Algumas dessas doenças são:

  • Mielite (da medula);
  • Aracnoidite (da aracnóide, uma das membranas que envolve cérebro e medula);
  • Meningite (da meninge ou líquido céfalo-raquidiano, que envolve cérebro e medula);
  • Espondilites (dos corpos vertebrais);
  • Discites ou Espondilo-discites (dos discos intervertebrais);
  • Artrites (das articulações).

Todas podem ser causadas por sobrecarga mecânica (casos crônicos) ou serem resultados da proliferação de vírus e bactérias.

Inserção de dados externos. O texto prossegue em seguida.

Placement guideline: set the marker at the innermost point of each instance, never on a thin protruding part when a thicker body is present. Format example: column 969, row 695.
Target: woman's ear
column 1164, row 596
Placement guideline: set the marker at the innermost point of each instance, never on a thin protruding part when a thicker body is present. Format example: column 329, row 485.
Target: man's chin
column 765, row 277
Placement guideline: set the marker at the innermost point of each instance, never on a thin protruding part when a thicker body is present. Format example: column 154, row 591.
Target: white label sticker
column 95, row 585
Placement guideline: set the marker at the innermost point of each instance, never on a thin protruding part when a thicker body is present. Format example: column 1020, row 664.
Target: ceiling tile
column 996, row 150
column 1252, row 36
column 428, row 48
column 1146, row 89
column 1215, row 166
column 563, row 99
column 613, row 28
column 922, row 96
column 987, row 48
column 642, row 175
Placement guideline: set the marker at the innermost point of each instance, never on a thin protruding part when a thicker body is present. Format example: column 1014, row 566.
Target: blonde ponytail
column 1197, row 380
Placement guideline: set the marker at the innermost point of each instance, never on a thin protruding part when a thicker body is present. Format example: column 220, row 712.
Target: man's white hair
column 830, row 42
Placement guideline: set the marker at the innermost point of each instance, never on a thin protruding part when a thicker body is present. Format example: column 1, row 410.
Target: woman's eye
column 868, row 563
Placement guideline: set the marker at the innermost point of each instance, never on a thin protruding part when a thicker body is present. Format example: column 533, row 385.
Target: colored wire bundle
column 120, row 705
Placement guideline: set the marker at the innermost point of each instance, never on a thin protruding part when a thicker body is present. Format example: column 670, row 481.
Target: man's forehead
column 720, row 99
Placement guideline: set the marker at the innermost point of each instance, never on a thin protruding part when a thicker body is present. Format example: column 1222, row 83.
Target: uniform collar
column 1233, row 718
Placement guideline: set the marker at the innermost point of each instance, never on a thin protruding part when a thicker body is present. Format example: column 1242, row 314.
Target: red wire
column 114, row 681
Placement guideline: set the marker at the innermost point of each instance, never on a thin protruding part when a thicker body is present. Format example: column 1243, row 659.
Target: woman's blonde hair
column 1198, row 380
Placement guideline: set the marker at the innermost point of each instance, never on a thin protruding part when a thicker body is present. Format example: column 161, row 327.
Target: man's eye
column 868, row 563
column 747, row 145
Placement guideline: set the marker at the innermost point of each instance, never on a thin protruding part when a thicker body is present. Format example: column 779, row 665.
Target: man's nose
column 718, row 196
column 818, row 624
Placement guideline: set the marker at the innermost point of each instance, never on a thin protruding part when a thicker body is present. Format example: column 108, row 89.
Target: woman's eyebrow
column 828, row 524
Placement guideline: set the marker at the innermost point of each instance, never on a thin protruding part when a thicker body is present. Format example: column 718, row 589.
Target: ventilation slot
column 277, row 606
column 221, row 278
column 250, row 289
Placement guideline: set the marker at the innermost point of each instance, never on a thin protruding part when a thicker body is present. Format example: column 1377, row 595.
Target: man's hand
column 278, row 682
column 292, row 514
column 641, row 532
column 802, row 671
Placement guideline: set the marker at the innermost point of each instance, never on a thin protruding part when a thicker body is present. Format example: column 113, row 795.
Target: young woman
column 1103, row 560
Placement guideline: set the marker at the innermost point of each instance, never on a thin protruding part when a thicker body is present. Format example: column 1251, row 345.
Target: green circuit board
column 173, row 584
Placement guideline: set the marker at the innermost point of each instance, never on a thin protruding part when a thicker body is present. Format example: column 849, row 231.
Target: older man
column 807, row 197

Um exemplo disso é a Tuberculose vertebral (ou Mal de Pott), infecção causada pela micobactéria da Tuberculose. O tratamento é basicamente clínico, medicamentoso (conservador).

Quando há necessidade de abordagem cirúrgica, normalmente é com finalidade diagnóstica através de biópsia, no insucesso da terapia conservadora para limpeza e reconstrução em casos graves de Espôndilo-discite com destruição vertebral e perda da estabilidade.

Doenças Tumorais

Os tumores (ou neoplasias) podem ser da coluna (de origem na própria coluna, chamados primários) ou na coluna (origem em outros órgãos, com metástase para a coluna, chamados secundários).

Podem também ser de origem em estruturas adjacentes à coluna, com invasão da mesma. Benignos ou malignos, os sintomas ocorrem de acordo com o local, tipo e efeitos infiltrativo, compressivo, proliferativo ou destrutivo.

Para definição de tratamento desse grupo de patologias, a análise é multifatorial, levando-se em consideração vários critérios como número de lesões, estado clínico do paciente, agressividade e localização do tumor, extensão do envolvimento ósseo e a presença ou ausência de déficit neurológico.

Necessita abordagem individualizada e multidisciplinar, envolvendo esforços do neurocirurgião especializado em coluna e do oncologista.